13ème km, début de 160D- peu abrupt, mais dont la technicité me surprend et ralentit tout de même ma bonne progression. Je me dis à ce moment-là que si toutes les descentes sont aussi techniques, je me suis alors assez mal renseigné sur le parcours. Je me fais quelque peu distancer par le groupe, mais pas de panique, on n’approche seulement que du 1er ravitaillement. Quelques centaines de mètres avant d’y arriver, je fais le point de ce qu’il me reste sur moi : encore pas mal de barres et de gels ainsi que plus d’une flasque d’eau. Il fait encore frais et seulement 12km me séparent du prochain ravitaillement, cela suffira. En arrivant, avec quelques minutes d’avance sur mes prévisions, je tombe par surprise sur Baptiste, en train de remplir ses flasques. Je lui fais remarquer que je suis là et continue ma route sans m’arrêter.


Dès le passage du ravitaillement, on s’attaque à 3 montées successives, de 250D+, 110D+ et 200D+, entrecoupées de courtes portions plus plates. Baptiste refait son petit retard sur moi rapidement, et l’on reste alors ensemble pour presque 10km. On discute un peu au début, comment on se sent, ce qu’on pense du terrain, de l’allure à adopter… on se motive et on se soutient mutuellement. Je trouve ça toujours cool de pouvoir partager quelques kilomètres en début de course avec quelqu’un de familier, cela permet de rentrer doucement dans son effort.
On enchaîne alors les montées, avec un rythme assez bon, un rythme peut-être un peu au-dessus de celui que je devrais adopter. Ce n’est pas grave, je m’en rends compte sur le moment, je reste en contrôle et me dis que de toutes façons je suis aussi là pour ça. Je ne veux pas me contenter d’avancer en restant dans ma zone de confort, je veux être maître de ma course, quitte à être dans le dur plus tard, mais je veux attaquer, aller de l’avant. J’atteins le sommet du Mont Gomila (1027m), point culminant du parcours, toujours accompagné de Baptiste.

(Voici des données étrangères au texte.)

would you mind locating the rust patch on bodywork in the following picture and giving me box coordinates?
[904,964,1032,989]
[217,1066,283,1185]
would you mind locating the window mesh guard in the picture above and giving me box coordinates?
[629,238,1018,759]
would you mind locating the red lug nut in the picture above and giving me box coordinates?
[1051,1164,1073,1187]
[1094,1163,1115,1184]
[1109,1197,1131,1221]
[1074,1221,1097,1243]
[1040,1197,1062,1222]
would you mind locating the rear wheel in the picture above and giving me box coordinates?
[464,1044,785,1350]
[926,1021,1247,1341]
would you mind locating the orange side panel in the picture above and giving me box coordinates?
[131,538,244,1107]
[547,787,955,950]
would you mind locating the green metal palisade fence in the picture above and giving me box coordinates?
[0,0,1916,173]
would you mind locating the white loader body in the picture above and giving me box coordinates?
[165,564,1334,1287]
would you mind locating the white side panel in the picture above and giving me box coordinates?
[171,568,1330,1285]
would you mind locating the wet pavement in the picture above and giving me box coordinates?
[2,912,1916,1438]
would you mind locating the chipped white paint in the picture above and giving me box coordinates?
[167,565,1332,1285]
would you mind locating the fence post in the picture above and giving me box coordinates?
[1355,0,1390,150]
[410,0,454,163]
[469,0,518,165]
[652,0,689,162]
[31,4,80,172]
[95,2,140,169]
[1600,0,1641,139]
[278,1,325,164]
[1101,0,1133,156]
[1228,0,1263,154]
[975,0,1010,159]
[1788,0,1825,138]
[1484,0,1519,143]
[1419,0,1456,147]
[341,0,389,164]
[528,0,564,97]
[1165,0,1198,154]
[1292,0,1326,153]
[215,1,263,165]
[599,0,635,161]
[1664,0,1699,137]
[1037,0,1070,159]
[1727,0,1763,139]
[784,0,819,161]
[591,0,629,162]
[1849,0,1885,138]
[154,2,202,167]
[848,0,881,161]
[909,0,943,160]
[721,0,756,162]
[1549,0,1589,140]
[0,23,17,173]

Il ne reste plus qu’à redescendre en direction de Trstenik, 340m plus bas, lieu du 2ème ravitaillement. Contrairement aux montées, cette descente est plus raide. Peu technique au début, mais des rochers et des cailloux font rapidement leur apparition. C’est à ce moment-là que Baptiste me passe finalement devant et se détache, accompagné d’un autre coureur qui nous suivait depuis un bon moment déjà. Je termine la descente pas trop mal, à mon rythme, et j’atteins le 2ème ravitaillement en 15ème position, toujours avec quelques minutes d’avance sur mes temps prévisionnels. Je remplis rapidement mes flasques, et je reprends ma progression tout de suite.
Aussitôt reparti, je sens que j’entre dans une seconde partie de course. Mes jambes, comme les températures, ne sont déjà plus aussi fraîches qu’au départ. Baptiste, qui s’était arrêté plus longuement au ravitaillement me dépasse de nouveau.

Une ultime montée de 250D+ nous mène sur le Mont žbevnica (1014m). Durant celle-ci, je refais mon retard sur l’anglais Ryan Fraser (21ème à l’arrivée), et nous discutons un peu. Nous sommes ensuite repris par la 1ère fille. J’ai une première baisse d’énergie en fin de montée, ce qui me fait décrocher. Une fois au sommet, nous avons une magnifique vue à 360° sur toutes les collines qui nous entourent. Il ne nous reste plus que la descente qui nous fait revenir jusqu’à Buzet. 750D-, la plus longue de la course.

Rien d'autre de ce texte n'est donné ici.